Authors: Timothy C. Phillips
“But that didn’t happen when they found out you weren’t acting,”
“Dom went totally crazy. You know what the con was. Dominic set me up with Carlton, and then he sent Charlie Zellars, later . . . after Carlton and I were married. With pictures from those awful films I made for Dom, with some of his other marks. That was the hustle. I was a poor defenseless girl that these two con men had given money to make these films, and now I was ashamed and needed a sugar daddy to pay to make it all go away. Dominic Morton made me do some pretty disgusting things, Mr. Longville.”
I was silent. I let her find whatever she needed within herself in order to go on. She shook her head. “When they first approached Carlton, he was very angry. I told him I’d been with Dom before we met, and that I just wanted him to leave me alone. Carlton was very hurt, and naturally disappointed in me. I think that he thought I really was some lily-white little country girl; it was a pretty rude awakening for him. In the end, he agreed to give Dom some money—a lot of money—to hush it all up. Half a million in cash. I guess he really loved me that much.”
“But it didn’t go down so well.”
“Right. What we didn’t know—Dom, Zellars, even me—was that Carlton was bringing a gun along. He planned to get the pictures from them and keep his money. Dom says he pulled the gun and took off with the money and the tapes. There was a car chase. Carlton lost control and there was a crash. Carlton was hurt very badly and died. Dom and Charlie panicked, and did their best to make it look like an accident.”
“That’s the same as murder.”
“Yes.” Mary bowed her head.
“So they realized that they had to make it look like an accident. They put him in his car and sent it down the side of Red Mountain.”
Mary nodded. “That’s what Dominic told me.”
“How did they plan to put the frame on you if you talked?”
“I got a lot of money from Carlton’s estate. The money that Dom and Charlie made off with was undeclared, all in cash. The finger points back to me, and Dom made sure that it didn’t quite add up to an accident. The cops were suspicious of me. Dom knew how to set it all up so I’d never talk.”
That jibed with what I knew so far. “But still, you stayed around Birmingham after Carlton Silver’s death.”
“I did. With him dead . . . well, like I said, Carlton had left a lot of his money to me.

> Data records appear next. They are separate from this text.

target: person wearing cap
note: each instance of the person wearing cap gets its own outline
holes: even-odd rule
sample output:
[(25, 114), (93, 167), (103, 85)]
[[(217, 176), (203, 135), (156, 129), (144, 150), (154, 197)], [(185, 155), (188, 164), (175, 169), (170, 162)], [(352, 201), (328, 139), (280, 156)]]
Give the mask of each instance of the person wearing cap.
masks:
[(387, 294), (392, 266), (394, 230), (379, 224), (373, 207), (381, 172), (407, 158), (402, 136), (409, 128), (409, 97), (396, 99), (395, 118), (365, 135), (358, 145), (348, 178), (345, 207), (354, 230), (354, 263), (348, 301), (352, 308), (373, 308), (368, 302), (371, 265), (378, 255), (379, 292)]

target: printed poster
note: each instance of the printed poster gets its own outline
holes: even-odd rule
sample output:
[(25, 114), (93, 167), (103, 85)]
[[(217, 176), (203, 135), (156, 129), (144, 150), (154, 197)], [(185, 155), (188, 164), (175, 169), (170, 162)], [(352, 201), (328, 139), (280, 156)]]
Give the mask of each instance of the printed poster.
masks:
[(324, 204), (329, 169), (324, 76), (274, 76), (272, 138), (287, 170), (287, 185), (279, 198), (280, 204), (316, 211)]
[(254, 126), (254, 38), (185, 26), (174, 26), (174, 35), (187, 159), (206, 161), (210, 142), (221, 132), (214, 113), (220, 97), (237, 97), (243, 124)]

Enough I could have lived comfortably for a long time.”
“So what happened with that?”
She let her breath out, and it made a heavy sound. “Naturally, Dominic and Charlie wanted that, too. It was a little over three hundred thousand. They still had the dirty movies I had made, and now they could also hang Carlton’s murder on me. What could I do? I gave them almost everything. Once they got their hands on that, they forgot about me for a long time. So I slipped away from them. I thought I’d seen the last of them forever.”
I sat back and thought about that. “That means that with the blackmail money they got from Silvers, they had taken in a little over eight hundred thousand dollars in a couple of months. Why are they coming after you now for more money?”
She smiled, and there was a lot of satisfaction in that smile. “They got too big for their britches. They got nabbed running the old investment scam in Tennessee and both of them got put away for a couple of years. The mark had made off with their money when they got out. So they were pretty desperate.”
“So they got out of the pen, and they were broke, and they thought of you.”
She nodded dourly. “Yes, I suppose that’s about it. And they found me, too.”
“So what happened when they found you?”
“I was in the last stages of my marriage to Henry. I’d already met Francis. Dominic and Charlie didn’t know about Francis.”
“Didn’t know you had a boyfriend, or didn’t know he was a gangster?”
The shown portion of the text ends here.